Y-chromosomal analysis

The Y chromosomal haplogroup was determined by examining a set of diagnostic positions on chromosome Y using the ISOGG database version 11.228 (August 19, 2016), utilizing all available positions on the 390 K capture dataset. In order to perform this analysis, the analysis was restricted to reads with a mapping quality higher than 30. Further detailed investigations revealed that mutations separating George Bähr from upstream Y haplogroups such as R1b1a2a1a (see Table 2) are present. For potential haplogroups within the clade investigated R1b1a2a1, R1b1a2a and R1b1a2 (see Table 2) characteristic mutations were found, which made the placement of George Bähr in Y haplogroup R1b1a2a1a2-P312 most likely.

Population Specific analysis

Principal components analysis

A principal components analysis using the smartpca method available in EIGENSOFT31,32 was performed using default parameters and the options lsqproject: YES and numoutlieriter: 0. The investigated sample was projected onto the variation of 777 present-day West Eurasians with \(\mathrm{317,990}\) SNPs10.

Admixture

An ADMIXTURE33 analysis was performed after pruning the data for linkage disequilibrium in PLINK72 with the parameters–indep-pairwise 200 25 0.4 retaining 181,529 SNPs of the 390 K capture dataset10. ADMIXTURE was executed with default 5-fold cross validation, varying the number of ancestral populations between K = 2 and K = 15 in bootstraps of 100 with different random seeds. Again, 777 modern West Eurasians and individuals from worldwide representative populations such as Mbuti, Yoruba, Han, Papuan, Karitiana, Eskimo, Uzbek, Amim, Selkup and Kalash were used for the analysis. The lowest cross-validation errors were observed with K = 7.

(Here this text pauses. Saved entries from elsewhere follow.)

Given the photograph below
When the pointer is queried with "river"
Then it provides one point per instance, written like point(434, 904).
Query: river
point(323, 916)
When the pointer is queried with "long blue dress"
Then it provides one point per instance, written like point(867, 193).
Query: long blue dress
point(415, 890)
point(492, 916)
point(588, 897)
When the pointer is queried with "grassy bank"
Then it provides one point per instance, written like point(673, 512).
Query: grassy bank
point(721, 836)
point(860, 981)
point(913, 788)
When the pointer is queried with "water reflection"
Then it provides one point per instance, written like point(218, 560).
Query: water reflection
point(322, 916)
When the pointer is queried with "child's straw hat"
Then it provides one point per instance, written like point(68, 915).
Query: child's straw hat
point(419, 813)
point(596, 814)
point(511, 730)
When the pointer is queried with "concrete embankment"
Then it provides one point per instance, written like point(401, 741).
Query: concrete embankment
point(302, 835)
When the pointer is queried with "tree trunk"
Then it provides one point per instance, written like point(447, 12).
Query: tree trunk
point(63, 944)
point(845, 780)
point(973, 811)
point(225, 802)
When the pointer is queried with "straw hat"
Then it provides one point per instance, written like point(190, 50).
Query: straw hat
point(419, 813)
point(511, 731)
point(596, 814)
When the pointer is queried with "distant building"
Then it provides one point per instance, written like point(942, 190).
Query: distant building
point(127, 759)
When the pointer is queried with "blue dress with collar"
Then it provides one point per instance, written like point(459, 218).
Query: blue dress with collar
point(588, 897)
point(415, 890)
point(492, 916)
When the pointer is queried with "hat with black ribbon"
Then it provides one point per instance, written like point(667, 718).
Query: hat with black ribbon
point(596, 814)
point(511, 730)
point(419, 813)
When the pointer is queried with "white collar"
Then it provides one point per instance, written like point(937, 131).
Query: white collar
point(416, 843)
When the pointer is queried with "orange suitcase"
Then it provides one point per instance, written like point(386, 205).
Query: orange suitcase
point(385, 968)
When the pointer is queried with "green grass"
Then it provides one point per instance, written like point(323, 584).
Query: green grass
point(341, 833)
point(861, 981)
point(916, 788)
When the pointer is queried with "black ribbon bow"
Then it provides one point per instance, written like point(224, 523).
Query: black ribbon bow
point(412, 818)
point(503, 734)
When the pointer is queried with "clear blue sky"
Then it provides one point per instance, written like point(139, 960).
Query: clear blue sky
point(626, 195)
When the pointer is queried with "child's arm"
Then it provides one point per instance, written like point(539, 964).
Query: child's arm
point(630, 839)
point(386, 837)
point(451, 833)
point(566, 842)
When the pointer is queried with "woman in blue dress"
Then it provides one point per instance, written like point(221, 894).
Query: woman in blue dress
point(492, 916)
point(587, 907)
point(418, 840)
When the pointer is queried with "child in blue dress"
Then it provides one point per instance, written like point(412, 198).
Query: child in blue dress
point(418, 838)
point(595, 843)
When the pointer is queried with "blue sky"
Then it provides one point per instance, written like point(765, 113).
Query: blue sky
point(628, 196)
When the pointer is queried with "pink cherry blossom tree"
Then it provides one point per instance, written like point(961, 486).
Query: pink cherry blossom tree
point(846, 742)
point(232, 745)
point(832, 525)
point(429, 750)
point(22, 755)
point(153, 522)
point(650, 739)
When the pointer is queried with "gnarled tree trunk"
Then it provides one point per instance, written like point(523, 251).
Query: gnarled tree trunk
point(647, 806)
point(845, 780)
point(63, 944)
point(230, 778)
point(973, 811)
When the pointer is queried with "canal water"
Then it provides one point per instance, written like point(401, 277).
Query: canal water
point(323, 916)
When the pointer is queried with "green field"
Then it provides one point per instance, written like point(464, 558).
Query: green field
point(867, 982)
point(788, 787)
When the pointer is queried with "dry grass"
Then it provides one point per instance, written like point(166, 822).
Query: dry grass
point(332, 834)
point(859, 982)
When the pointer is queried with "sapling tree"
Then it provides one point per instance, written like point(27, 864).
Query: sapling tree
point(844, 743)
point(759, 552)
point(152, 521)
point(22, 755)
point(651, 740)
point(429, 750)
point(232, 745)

Outgroup \({f}_{3}\)/\({f}_{4}\) statistics

Additionally, \({f}_{3}\) statistics of the form \({f}_{3}({\rm{Mbuti}};B\ddot{{\rm{a}}}\mathrm{hr},X)\) were calculated to test which West Eurasian populations share the most genetic drift with George Bähr. This analysis was performed using ADMIXTOOLS73 with the parameter settings inbreed: YES, computing standard errors with a block jackknife. For the computation of \({f}_{4}\) statistics of the form \({f}_{4}(\mathrm{Worldwidepopulations},\mathrm{Chimp};\mathrm{Europeans},B\ddot{{\rm{a}}}\mathrm{hr})\) ADMIXTOOLS73 was applied and again standard errors were computed with a block jackknife.

Phenotypic analysis

After uploading a VCF file74 to the respective web service Promethease, a more detailed report is created stating potential causes for diseases as well as phenotypic traits. To ensure that found variants are indeed trustworthy, the IGV tool was used to manually confirm the findings of the method before reporting75.